En octobre 2018, un nouveau directeur était nommé, en la personne de M. [O] [C].
Par courrier du 22 mars 2019, l’employeur informait Mme [W] d’une nouvelle organisation interne de la société et de la création du poste de responsable de l’animation des ventes prenant en charge la gestion des équipes de conseillères et d’animatrices.
Par lettre du 4 avril 2019, Mme [W] a invoqué une modification unilatérale de son contrat de travail ainsi qu’un harcèlement moral. Par courrier du 17 mai 2019, l’employeur a contesté cette analyse.
Par requête en date du 20 juin 2019, Mme [W] a saisi le conseil de prud’hommes de Toulouse aux fins de voir prononcer la résiliation judiciaire du contrat aux torts exclusifs de l’employeur ayant les effets d’un licenciement nul.

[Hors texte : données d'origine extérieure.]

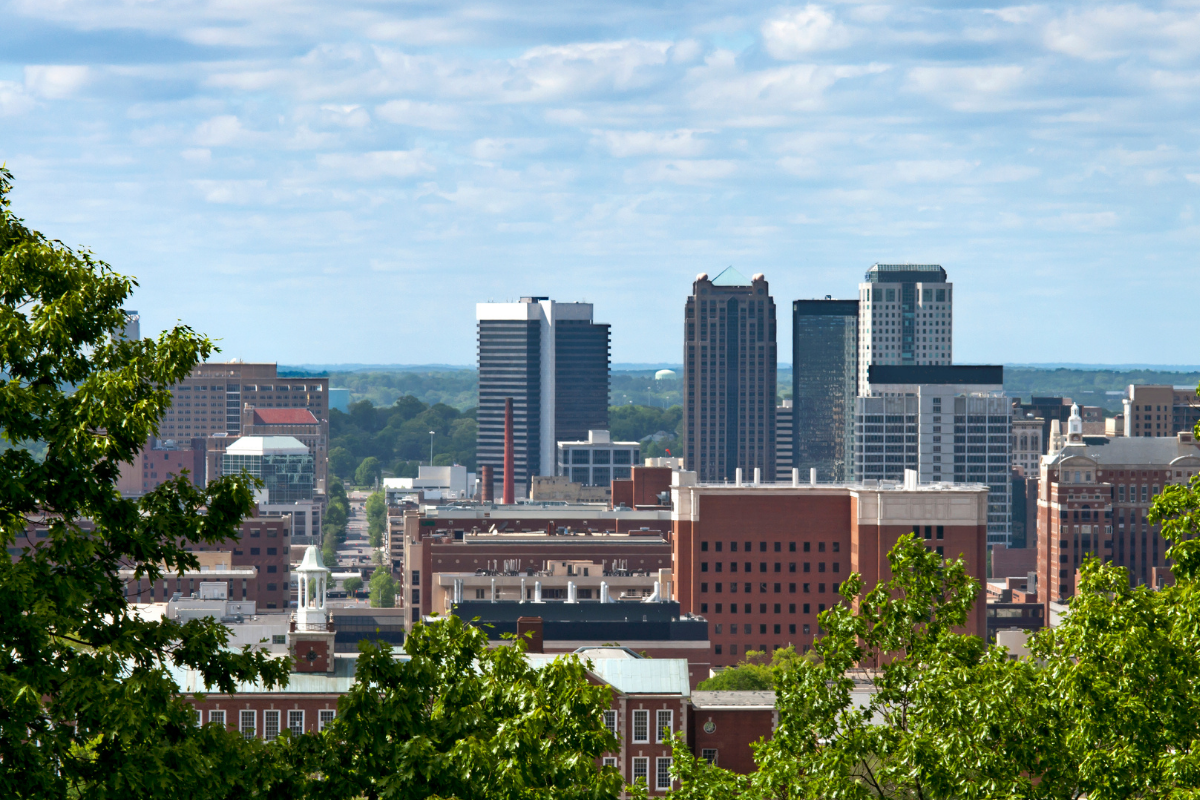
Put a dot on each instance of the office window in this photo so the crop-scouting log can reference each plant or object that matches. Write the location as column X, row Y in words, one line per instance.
column 664, row 728
column 246, row 723
column 663, row 774
column 270, row 725
column 641, row 726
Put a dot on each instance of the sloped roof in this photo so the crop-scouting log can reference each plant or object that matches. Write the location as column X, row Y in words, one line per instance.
column 730, row 277
column 283, row 416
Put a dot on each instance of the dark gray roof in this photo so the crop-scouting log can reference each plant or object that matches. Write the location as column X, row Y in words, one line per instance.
column 733, row 699
column 1129, row 450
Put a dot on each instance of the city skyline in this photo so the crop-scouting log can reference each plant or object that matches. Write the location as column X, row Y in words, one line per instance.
column 336, row 155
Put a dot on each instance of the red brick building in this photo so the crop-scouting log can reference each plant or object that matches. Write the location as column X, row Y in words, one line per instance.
column 1093, row 499
column 761, row 561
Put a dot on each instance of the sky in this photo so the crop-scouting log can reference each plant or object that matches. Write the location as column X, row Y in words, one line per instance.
column 325, row 182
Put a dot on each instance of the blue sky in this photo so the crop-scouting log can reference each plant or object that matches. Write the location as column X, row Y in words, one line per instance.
column 342, row 181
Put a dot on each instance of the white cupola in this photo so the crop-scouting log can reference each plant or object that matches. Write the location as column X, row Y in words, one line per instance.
column 313, row 579
column 1074, row 426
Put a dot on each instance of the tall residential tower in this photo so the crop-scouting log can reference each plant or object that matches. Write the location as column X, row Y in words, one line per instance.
column 552, row 360
column 729, row 376
column 905, row 318
column 825, row 383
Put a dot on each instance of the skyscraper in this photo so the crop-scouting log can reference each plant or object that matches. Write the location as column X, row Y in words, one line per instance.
column 552, row 360
column 905, row 317
column 825, row 383
column 729, row 376
column 949, row 423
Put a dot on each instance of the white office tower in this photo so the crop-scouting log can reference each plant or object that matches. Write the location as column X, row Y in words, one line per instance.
column 949, row 423
column 906, row 317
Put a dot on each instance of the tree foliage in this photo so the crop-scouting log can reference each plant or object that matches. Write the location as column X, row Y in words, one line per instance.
column 87, row 704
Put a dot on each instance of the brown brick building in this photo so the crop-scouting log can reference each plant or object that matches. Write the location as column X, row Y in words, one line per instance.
column 761, row 563
column 1093, row 499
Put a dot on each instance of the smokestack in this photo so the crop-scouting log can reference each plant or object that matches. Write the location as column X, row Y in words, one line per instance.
column 486, row 486
column 509, row 482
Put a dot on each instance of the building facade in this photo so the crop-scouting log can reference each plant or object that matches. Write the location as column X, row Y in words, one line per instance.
column 825, row 384
column 730, row 376
column 1093, row 499
column 597, row 459
column 949, row 423
column 1159, row 410
column 761, row 563
column 552, row 360
column 906, row 317
column 785, row 440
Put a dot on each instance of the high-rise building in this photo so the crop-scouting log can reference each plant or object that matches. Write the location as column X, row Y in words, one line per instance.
column 785, row 440
column 1095, row 497
column 949, row 423
column 729, row 374
column 825, row 384
column 906, row 317
column 552, row 360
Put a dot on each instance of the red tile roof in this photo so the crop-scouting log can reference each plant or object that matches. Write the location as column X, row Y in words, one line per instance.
column 283, row 416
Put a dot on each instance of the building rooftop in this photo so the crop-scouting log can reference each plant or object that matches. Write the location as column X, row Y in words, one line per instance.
column 1129, row 450
column 267, row 446
column 892, row 374
column 906, row 274
column 730, row 277
column 283, row 416
column 732, row 699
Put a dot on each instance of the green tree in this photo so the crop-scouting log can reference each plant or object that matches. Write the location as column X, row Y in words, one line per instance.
column 367, row 471
column 383, row 589
column 377, row 518
column 459, row 719
column 755, row 672
column 88, row 707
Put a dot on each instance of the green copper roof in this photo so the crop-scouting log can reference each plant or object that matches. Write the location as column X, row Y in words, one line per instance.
column 730, row 277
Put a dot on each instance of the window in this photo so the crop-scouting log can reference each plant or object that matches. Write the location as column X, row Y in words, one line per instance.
column 246, row 723
column 664, row 728
column 270, row 725
column 663, row 774
column 641, row 725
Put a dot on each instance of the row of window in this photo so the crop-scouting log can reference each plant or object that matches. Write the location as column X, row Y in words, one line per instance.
column 748, row 547
column 247, row 721
column 762, row 587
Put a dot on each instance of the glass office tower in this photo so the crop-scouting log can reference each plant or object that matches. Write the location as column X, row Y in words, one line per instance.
column 825, row 383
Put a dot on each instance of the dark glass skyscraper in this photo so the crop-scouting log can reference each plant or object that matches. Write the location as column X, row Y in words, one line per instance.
column 729, row 378
column 825, row 383
column 552, row 360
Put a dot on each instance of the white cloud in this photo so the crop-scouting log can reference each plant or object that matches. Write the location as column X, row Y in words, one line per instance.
column 382, row 163
column 679, row 144
column 970, row 89
column 417, row 114
column 690, row 172
column 801, row 31
column 57, row 82
column 225, row 131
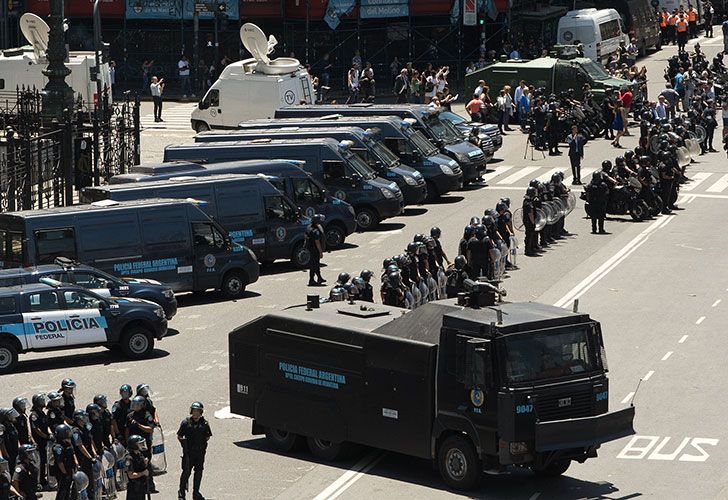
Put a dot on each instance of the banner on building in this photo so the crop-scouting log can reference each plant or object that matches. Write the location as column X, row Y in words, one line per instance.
column 379, row 9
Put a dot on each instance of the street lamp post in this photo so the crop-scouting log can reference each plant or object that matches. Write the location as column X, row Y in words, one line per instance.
column 57, row 95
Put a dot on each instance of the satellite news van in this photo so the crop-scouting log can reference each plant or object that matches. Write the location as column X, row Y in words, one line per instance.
column 254, row 87
column 23, row 66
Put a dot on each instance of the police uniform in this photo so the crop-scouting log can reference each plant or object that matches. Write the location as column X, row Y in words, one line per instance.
column 26, row 476
column 195, row 435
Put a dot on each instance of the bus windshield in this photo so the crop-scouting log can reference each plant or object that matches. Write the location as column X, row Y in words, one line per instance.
column 540, row 355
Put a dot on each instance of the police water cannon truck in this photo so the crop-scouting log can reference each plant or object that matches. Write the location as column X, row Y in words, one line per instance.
column 470, row 385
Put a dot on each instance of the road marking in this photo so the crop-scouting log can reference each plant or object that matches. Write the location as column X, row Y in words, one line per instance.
column 698, row 178
column 719, row 186
column 522, row 172
column 591, row 280
column 351, row 476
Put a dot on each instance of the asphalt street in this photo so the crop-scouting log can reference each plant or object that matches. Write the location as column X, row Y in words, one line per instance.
column 659, row 288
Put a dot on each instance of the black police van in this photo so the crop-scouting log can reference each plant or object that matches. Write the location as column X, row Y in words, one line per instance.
column 441, row 132
column 172, row 241
column 442, row 174
column 51, row 315
column 472, row 388
column 253, row 212
column 103, row 284
column 379, row 158
column 286, row 175
column 332, row 163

Par jugement du 1er juillet 2021, le conseil a :
— dit que le salaire de référence est arrêté à la somme de 3 900 euros,
— prononcé la résiliation judiciaire du contrat aux torts exclusifs de l’employeur et ayant les effets d’un licenciement sans cause réelle et sérieuse à la date du 20 juin 2019,
— condamné en conséquence la SASU Lafayette Santé Beauté au paiement des sommes suivantes :
— 23 185,78 euros au titre de l’indemnité de licenciement actualisée,
— 7 770,80 euros bruts à titre d’indemnité de préavis,
— 777,08 euros au titre de l’indemnité compensatrice de congés payés sur préavis,
— 35 000 euros à titre de dommages et intérêts en compensation du préjudice subi,
— dit n’y avoir lieu à exécution provisoire autre que de droit,
— condamné la société Lafayette Santé Beauté aux entiers dépens,
— condamné la société Lafayette Santé Beauté à payer à Mme [W] la somme de 1 500 euros au titre de l’article 700 du code de procédure civile,
— rejeté le surplus des demandes.
Le 26 juillet 2021, la société Lafayette Santé Beauté a interjeté appel du jugement, énonçant dans sa déclaration les chefs critiqués de la décision.

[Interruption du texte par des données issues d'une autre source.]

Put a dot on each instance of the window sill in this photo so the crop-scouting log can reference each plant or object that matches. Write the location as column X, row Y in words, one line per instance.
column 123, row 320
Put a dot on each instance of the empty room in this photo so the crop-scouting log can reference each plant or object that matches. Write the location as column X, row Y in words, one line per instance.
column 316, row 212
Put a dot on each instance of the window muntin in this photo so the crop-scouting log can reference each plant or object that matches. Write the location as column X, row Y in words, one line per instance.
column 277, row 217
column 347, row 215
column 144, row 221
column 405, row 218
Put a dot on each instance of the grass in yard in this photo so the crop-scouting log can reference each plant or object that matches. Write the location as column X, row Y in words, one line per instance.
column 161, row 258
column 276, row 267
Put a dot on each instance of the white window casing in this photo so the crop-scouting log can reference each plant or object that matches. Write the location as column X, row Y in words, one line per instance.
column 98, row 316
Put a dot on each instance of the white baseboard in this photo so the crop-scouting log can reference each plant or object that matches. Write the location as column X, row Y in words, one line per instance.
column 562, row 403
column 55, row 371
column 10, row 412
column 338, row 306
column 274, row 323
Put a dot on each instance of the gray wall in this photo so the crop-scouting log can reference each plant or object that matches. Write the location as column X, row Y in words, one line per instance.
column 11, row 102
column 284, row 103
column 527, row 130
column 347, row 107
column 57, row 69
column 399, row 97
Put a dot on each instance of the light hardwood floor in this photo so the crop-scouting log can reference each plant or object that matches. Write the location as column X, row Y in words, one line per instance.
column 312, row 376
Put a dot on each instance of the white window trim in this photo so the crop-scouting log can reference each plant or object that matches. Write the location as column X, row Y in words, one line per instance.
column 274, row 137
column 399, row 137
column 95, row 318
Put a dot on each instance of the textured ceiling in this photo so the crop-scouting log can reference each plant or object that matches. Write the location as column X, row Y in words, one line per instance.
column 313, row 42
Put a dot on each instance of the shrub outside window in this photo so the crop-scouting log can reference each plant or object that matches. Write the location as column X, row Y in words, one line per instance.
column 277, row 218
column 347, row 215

Dans ses dernières écritures en date du 20 décembre 2022, auxquelles il est fait expressément référence, la société Lafayette Santé Beauté demande à la cour de :
— réformer le jugement dont appel en ce qu’il a prononcé la résolution judiciaire du contrat de travail aux torts de l’employeur et alloué diverses sommes à la salariée, et, statuant à nouveau :
— juger que la société Lafayette Santé Beauté n’a commis aucun manquement grave de nature à empêcher la poursuite de la relation contractuelle,
— confirmer l’absence de harcèlement moral et de manquement à l’obligation de sécurité.
En conséquence :
— débouter Mme [W] de toutes ses demandes.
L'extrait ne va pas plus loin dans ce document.